La recepcionista sonrió a modo de excusa.

—Lo lamento… El señor Leygraf está en una reunión, y si usted no está citado…

Garrod sonrió a su vez, y después miró su reloj.

—Son exactamente las cuatro y un minuto. ¿Cierto?

—Pues…, sí.

—Lo que significa que Carl Leygraf está sentado a solas en su oficina sorbiendo su primera bebida del día. La bebida es un aguado whisky con soda en un vaso alto y lleno de hielo, y yo mismo deseo algo parecido. Por favor, hágale saber que estoy aquí.

La mujer vaciló antes de hablar por un intercomunicador. Pocos segundos después, Leygraf surgió del despacho interior con un vaso bañado de humedad en su mano. Era un hombre delgado, descuidadamente vestido, prematuramente calvo y con preocupados ojos grises.

—Entra, Al —dijo—. Llegas justo a tiempo para tomar un trago.
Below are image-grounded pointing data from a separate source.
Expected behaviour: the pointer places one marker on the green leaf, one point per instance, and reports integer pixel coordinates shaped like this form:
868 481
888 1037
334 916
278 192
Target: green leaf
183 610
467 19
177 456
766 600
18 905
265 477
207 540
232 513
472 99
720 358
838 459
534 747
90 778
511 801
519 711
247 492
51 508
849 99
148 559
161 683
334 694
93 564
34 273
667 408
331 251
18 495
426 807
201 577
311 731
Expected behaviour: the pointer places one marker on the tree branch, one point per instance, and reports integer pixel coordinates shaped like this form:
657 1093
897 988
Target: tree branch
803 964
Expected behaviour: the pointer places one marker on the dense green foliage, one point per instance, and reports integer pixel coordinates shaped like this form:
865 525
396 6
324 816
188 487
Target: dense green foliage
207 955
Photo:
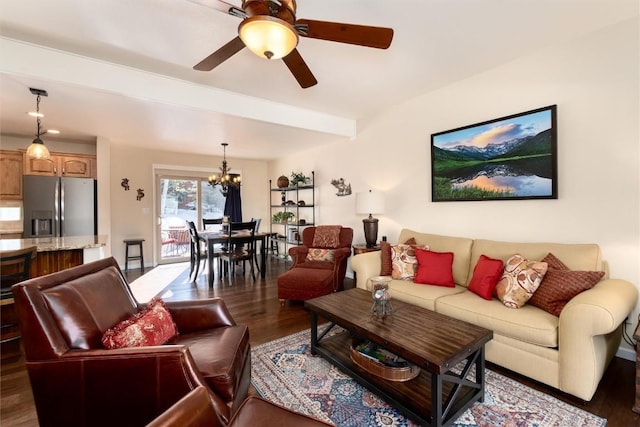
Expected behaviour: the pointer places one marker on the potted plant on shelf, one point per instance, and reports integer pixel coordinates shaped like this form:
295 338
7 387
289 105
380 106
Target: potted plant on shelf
298 179
282 217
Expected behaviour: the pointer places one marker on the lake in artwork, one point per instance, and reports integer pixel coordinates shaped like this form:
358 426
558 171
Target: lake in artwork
509 158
—Lo sé. —Garrod entró en la oficina de Leygraf, una habitación plateada en la que complejos modelos matemáticos de alambre y cuerda ocupaban el lugar de ornamentos—. Me vendría bien un trago. Mi coche se enfadó conmigo a dos manzanas de aquí y tuve que abandonarlo y caminar. ¿Sabes algo de motores de turbina?

—No, pero explícame los síntomas y tal vez se me ocurra algo.

Garrod meneó la cabeza. Una de las cosas que le gustaban de Leygraf era que estaba preparado para interesarse por cualquier tema del mundo y sostener una conversación al respecto.

—No he venido a verte por eso.

—¿No? Te va el combinado de vodka, verdad?

—Gracias. No demasiado fuerte.

Leygraf preparó la bebida y llevó el vaso al escritorio ante el que se había sentado Garrod.

—¿Aún estás preocupado por esos automóviles Stiletto?

Garrod asintió, pero dio un largo trago de bebida antes de hablar.

—Tengo nuevos datos para ti —dijo al fin.

—¿Por ejemplo…?

—Supongo que habrás oído hablar del accidente del Aurora hace dos días.

—¡Que si he oído hablar! No he escuchado otra cosa, amigo mío. Mi mujer compró nuevas emisiones del SCA el año pasado, siguiendo mi consejo, y está… —Leygraf se interrumpió con el vaso en los labios—. A qué te refieres por nuevos datos?

—El Aurora llevaba vidrios Thermgard.

—Sabía que tenías ese contrato, Al, pero seguramente ese avión llevaría meses volando.

—No con mis cristales incorporados. Los de la Sociedad de Constructores estaban ansiosos por adelantar la parte de baja velocidad del programa de pruebas, así que lo hicieron volar algún tiempo con transparencias convencionales. —Garrod contempló el interior de su vaso y vio las diminutas corrientes de frío líquido con los destellos de los cubitos de hielo—. El vuelo del martes fue el primero con el Thermgard instalado.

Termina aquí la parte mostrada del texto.